HDBSCAN begins by transforming similarity scores (1st panel) into distances (2nd panel) and constructing a robust single-linkage tree, which reorders units so that similar units lie close to one another (3rd and 4th panels). It then extracts clusters from the tree based on cluster stability (the white dashed boxes indicate clusters). Units from the same neuron form distinct blocks in the distance matrix (4th panel) and distinct clusters in the UMAP projection, which supports the clustering-based view of the problem.

Weight optimization

Another challenge is deciding how much each metric should matter. These metrics are not equally informative, and the importance of a given feature may vary across animals, brain regions, electrode types, and other factors. It is therefore important to determine the best weights for each dataset. Starting from equal weights (see weighted similarity for details), HDBSCAN already gives us a useful first split between matches and nonmatches. When the similarity scores are plotted in a 2-dimensional subspace, matches and nonmatches form distinct clusters (blue and black points).

To estimate the importance, or weight, of each metric, we use linear discriminant analysis (LDA), which finds a one-dimensional projection that maximizes separation between matches and nonmatches. Because unmatched pairs greatly outnumber matched pairs, only spatially close unit pairs (within 100 μm in the \(y\) position by default) are included. This analysis is performed using MATLAB’s fitcdiscr function. The LDA model assumes that similarity scores for matched and unmatched pairs follow multivariate Gaussian distributions with identical covariance matrices. It then generates a hyperplane that maximizes separation between the two classes. The coefficients of the hyperplane’s normal vector serve as weights for building a single optimized similarity score, reflecting the relative importance of each feature. Projecting the data onto this one-dimensional vector maximizes the separation between matches and nonmatches. We then use the weights from that projection to compute the final similarity scores. Finally, the updated similarity matrix provided by LDA is used in the next round of clustering. In addition, the hyperplane defines a similarity threshold (the red dashed line), which becomes useful in the later curation step.

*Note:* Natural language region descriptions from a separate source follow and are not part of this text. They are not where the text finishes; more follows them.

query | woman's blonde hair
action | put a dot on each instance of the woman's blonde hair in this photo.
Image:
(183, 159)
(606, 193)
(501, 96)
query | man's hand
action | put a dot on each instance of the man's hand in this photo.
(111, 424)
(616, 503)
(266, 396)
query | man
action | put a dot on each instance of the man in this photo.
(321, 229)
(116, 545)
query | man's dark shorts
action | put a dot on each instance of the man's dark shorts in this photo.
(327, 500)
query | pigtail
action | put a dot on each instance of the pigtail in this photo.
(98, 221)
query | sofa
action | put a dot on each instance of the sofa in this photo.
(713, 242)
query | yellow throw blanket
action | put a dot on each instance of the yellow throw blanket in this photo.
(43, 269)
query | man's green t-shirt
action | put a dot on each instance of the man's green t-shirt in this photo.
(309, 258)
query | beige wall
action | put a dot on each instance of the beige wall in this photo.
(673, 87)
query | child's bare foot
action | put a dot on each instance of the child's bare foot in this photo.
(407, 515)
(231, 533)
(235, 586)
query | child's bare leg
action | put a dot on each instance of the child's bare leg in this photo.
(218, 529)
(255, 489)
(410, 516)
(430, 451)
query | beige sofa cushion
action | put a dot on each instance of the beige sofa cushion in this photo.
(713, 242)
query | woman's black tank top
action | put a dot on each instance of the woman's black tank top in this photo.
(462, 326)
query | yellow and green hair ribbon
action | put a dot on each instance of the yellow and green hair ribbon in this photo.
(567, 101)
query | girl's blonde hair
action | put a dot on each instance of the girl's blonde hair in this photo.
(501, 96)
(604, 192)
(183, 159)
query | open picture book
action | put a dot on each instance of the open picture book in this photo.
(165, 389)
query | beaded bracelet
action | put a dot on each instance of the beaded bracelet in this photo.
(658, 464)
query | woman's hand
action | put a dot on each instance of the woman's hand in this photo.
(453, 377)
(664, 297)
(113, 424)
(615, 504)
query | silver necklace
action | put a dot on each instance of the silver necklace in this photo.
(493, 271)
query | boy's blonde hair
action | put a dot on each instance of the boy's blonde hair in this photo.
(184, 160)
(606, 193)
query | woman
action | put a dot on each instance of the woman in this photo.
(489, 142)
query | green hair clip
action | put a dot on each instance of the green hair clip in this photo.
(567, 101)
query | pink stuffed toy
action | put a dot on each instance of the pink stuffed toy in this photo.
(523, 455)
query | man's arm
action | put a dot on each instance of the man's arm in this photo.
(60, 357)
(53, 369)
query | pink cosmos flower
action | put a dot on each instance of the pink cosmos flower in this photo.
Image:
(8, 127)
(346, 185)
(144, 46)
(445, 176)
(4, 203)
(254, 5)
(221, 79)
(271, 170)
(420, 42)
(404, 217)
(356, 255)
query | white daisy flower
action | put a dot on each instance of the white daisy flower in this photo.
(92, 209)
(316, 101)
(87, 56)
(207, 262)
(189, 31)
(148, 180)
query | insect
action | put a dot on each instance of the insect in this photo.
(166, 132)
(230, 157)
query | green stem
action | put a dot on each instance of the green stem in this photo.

The initial clustering rounds identify the matches that seed motion correction. To minimize false positives, these matches must also satisfy the LDA decision boundary. The final clustering round generates the output results, followed by the auto-curation step.

Iterative clustering algorithm

Because HDBSCAN benefits from refined similarity scores, and LDA in turn benefits from accurate cluster labels, DANT uses an iterative algorithm that lets the two improve each other step by step. This process helps prioritize the most informative features for each dataset when determining unit similarity across sessions.

At the start of the algorithm, weights are initialized equally across all selected features. Clustering and weight optimization are then performed alternately: HDBSCAN identifies unit clusters based on the current weights, and LDA refines those weights based on the resulting clusters. This back-and-forth refinement produces stable, biologically consistent results that are more robust than what a single-pass approach can usually deliver.

To ensure efficient convergence, the algorithm monitors changes in feature weights across successive iterations. Once the weight updates fall below the threshold specified by weight_tol (see here for details), the algorithm stops. This convergence-based approach allows the process to continue until the clustering results have stabilized while avoiding unnecessary computation. A maximum of 10 iterations is maintained as a secondary safeguard (see here for details on modifying this limit).

DANT runs this iterative clustering multiple times, both before and after motion correction (see iterative motion correction for details), so the clustering can benefit from each improvement in alignment. After motion correction, the weight of the waveform feature increases in nearly all datasets, highlighting the improved reliability of motion-corrected waveforms for neuron tracking.